He had hidden his boat in a cave on the side of a great rocky headland, Cloud Cape it was called by the villagers nearby, one of whom gave them a bowl of fish stew for their supper. They made their way down the cliffs to the beach in the last light of the gray day. The cave was a narrow crack that went back into the rock for about thirty feet; its sandy floor was damp, for it lay just above the high-tide mark. Its opening was visible from sea, and Ged said they should not light a fire lest the night-fishermen out in their small craft along shore should see it and be curious. So they lay miserably on the sand, which seemed so soft between the fingers and was rock-hard to the tired body. And Tenar listened to the sea, a few yards below the cave mouth, crashing and sucking and booming on the rocks, and the thunder of it down the beach eastward for miles. Over and over and over it made the same sounds, yet never quite the same. It never rested. On all the shores of all the lands in all the world, it heaved itself in these unresting waves, and never ceased, and never was still. The desert, the mountains: they stood still.

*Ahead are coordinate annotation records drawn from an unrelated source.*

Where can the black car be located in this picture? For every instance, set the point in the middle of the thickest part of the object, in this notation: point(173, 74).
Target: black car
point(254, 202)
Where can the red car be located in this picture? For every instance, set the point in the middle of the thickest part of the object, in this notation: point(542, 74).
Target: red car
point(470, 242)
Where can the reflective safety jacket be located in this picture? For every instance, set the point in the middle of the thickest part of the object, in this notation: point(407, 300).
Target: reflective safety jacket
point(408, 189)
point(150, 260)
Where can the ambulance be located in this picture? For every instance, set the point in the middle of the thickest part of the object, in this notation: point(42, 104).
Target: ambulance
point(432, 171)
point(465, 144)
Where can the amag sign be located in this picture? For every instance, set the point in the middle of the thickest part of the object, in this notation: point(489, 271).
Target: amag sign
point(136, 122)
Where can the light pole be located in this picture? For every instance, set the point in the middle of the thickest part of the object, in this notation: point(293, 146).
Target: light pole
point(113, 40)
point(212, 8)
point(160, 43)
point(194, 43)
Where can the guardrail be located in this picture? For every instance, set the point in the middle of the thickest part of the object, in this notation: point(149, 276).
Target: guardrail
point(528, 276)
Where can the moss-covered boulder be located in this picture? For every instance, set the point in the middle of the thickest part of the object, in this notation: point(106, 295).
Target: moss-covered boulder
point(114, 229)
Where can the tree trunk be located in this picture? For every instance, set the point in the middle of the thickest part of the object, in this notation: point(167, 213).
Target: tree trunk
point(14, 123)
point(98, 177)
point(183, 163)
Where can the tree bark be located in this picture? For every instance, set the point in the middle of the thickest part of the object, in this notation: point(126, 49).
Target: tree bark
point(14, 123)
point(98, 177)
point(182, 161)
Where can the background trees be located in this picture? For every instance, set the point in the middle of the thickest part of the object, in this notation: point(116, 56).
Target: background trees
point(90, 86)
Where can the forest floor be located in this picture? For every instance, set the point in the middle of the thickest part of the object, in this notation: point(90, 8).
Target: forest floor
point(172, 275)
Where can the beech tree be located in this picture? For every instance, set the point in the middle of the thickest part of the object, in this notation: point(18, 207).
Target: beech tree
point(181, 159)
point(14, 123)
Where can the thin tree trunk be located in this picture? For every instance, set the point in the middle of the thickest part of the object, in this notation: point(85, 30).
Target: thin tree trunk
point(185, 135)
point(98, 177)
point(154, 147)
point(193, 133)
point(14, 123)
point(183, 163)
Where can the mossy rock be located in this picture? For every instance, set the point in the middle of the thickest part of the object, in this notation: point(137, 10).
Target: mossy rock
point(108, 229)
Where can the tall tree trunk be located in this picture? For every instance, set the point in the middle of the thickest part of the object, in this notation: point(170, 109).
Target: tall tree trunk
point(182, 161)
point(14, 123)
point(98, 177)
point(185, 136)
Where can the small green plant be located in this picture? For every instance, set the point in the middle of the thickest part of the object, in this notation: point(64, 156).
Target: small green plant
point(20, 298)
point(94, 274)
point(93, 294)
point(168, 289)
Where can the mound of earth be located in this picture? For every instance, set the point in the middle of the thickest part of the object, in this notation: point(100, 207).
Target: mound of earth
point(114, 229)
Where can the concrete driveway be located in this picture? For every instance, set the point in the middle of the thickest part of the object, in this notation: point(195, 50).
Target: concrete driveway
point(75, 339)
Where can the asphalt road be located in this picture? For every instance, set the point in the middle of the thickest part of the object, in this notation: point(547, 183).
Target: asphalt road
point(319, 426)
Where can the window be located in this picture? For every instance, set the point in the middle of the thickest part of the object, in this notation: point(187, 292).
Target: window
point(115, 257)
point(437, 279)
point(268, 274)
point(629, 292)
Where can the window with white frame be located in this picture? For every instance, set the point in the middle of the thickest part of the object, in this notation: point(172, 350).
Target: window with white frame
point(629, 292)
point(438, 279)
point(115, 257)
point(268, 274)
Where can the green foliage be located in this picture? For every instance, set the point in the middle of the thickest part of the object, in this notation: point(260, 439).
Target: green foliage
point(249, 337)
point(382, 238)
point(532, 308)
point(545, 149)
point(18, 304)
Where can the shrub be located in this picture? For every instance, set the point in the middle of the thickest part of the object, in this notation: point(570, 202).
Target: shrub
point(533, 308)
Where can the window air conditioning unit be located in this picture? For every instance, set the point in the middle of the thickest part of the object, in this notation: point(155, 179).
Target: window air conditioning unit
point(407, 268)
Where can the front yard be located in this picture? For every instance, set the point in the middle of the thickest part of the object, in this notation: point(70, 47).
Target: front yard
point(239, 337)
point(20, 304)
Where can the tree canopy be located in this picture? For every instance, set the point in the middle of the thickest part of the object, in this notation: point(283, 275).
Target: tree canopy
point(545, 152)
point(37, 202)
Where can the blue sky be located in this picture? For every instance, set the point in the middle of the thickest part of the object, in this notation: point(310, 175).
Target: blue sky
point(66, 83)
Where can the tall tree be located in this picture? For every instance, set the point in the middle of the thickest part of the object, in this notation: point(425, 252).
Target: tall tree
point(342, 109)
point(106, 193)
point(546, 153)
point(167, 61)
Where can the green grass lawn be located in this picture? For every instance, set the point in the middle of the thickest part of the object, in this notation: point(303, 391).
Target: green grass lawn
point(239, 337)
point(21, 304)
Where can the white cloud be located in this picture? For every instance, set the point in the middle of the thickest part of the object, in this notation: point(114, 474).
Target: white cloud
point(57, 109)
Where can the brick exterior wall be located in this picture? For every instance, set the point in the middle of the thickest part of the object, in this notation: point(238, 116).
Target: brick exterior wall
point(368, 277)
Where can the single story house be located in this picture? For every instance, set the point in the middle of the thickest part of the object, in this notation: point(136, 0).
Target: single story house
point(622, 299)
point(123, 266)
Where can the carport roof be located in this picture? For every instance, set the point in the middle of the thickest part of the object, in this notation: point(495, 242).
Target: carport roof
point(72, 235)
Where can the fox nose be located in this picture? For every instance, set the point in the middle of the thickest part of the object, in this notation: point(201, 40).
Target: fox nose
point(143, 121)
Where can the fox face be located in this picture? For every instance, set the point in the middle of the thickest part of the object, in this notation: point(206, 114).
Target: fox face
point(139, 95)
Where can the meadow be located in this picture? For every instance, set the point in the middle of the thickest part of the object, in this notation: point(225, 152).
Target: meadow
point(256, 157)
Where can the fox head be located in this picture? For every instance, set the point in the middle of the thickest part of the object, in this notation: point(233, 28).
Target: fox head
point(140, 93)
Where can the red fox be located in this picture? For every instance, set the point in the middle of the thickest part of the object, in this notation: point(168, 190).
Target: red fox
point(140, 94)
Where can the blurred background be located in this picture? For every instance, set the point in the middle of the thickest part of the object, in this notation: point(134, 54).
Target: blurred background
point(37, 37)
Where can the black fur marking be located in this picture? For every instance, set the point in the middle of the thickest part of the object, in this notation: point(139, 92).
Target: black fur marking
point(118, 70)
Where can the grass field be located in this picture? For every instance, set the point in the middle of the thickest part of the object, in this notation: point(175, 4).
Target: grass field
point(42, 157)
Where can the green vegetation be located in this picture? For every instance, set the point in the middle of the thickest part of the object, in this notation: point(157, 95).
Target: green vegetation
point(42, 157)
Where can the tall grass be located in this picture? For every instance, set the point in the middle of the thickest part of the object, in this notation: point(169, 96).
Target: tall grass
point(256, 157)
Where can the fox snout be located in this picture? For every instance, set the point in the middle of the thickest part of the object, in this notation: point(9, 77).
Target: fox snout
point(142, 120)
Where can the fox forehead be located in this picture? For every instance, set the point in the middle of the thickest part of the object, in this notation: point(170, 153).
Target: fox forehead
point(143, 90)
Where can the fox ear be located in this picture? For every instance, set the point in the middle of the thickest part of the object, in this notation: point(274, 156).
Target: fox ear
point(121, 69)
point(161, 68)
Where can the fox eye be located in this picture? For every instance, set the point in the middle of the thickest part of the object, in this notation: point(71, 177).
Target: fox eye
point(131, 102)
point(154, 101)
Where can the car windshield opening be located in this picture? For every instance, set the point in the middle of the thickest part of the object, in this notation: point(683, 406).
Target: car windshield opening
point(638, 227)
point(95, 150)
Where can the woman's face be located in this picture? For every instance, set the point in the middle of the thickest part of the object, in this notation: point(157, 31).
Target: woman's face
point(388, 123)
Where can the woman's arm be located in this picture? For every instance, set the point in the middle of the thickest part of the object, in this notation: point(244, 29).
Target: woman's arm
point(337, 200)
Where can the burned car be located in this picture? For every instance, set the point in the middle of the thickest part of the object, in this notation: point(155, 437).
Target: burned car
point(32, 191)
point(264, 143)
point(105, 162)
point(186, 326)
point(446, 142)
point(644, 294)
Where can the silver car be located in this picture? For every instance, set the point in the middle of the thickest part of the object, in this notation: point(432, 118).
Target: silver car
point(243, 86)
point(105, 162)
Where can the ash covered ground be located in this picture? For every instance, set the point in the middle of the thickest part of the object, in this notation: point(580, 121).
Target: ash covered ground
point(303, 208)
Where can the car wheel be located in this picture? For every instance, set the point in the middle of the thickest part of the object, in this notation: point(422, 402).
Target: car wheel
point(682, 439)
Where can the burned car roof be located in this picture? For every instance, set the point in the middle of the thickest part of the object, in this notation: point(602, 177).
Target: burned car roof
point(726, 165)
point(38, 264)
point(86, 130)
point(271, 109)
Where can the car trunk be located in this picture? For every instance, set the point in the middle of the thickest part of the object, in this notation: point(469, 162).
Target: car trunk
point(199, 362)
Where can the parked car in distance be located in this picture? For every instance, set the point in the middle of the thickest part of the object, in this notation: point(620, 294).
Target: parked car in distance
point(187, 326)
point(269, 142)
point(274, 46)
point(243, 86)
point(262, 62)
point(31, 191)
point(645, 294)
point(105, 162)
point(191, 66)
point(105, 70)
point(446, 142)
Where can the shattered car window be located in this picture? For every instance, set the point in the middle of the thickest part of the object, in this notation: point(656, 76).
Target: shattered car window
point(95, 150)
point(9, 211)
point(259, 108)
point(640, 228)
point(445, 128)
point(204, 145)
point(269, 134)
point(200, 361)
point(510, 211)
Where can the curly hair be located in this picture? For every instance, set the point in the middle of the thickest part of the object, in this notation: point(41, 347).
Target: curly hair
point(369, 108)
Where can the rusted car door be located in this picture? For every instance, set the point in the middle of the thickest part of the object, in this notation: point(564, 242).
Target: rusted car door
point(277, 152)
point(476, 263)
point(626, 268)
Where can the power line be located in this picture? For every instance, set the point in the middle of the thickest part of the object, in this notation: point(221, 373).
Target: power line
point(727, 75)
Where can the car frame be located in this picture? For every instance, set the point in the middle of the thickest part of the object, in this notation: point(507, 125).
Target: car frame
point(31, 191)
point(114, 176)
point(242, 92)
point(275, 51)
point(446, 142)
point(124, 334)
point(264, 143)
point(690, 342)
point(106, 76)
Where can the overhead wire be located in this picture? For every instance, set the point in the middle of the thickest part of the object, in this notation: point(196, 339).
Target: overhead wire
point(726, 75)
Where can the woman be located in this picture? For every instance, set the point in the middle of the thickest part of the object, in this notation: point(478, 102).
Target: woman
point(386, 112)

They did not cry out forever in a great, dull voice. The sea spoke forever, but its language was foreign to her. She did not understand.
In the first gray light, when the tide was low, she roused from uneasy sleep and saw the wizard go out of the cave. She watched him walk, barefoot and with belted cloak, on the black-haired rocks below, seeking something. He came back, darkening the cave as he entered. "Here," he said, holding out a handful of wet, hideous things like purple rocks and orange lips.
"What are they?"
"Mussels, off the rocks. And those two are oysters, even better. Look- like this." With the little dagger from her keyring, which she had lent him up in the mountains, he opened a shell and ate the orange mussel with seawater as its sauce.
"You don't even cook it? You ate it alive!"
She would not look at him while he, shamefaced but undeterred, went on opening and eating the shellfish one by one.
When he was done, he went back into the cave to the boat, which lay prow forward, kept from the sand by several long driftwood logs. Tenar had looked at the boat the night before, mistrustfully and without comprehension. It was much larger than she had thought boats were, three times her own length. It was full of objects she did not know the use of, and it looked dangerous. On either side of its nose (which is what she called the prow) an eye was painted; and in her halfsleep she had constantly felt the boat staring at her.
Ged rummaged about inside it a moment and came back with something: a packet of hard bread, well wrapped to keep dry. He offered her a large piece.
"I'm not hungry."
He looked into her sullen face.
He put the bread away, wrapping it as before, and then sat down in the mouth of the cave. "About two hours till the tide's back in," he said. "Then we can go. You had a restless night, why don't you sleep now."
"I'm not sleepy."
He made no answer. He sat there, in profile to her, cross-legged in the dark arch of rocks; the shining heave and movement of the sea was beyond him as she watched him from deeper in the cave. He did not move. He was still as the rocks themselves. Stillness spread out from him, like rings from a stone dropped in water. His silence became not absence of speech, but a thing in itself, like the silence of the desert,
After a long time Tenar got up and came to the mouth of the cave. He did not move. She looked down at his face. It was as if cast in copper-rigid, the dark eyes not shut, but looking down, the mouth serene.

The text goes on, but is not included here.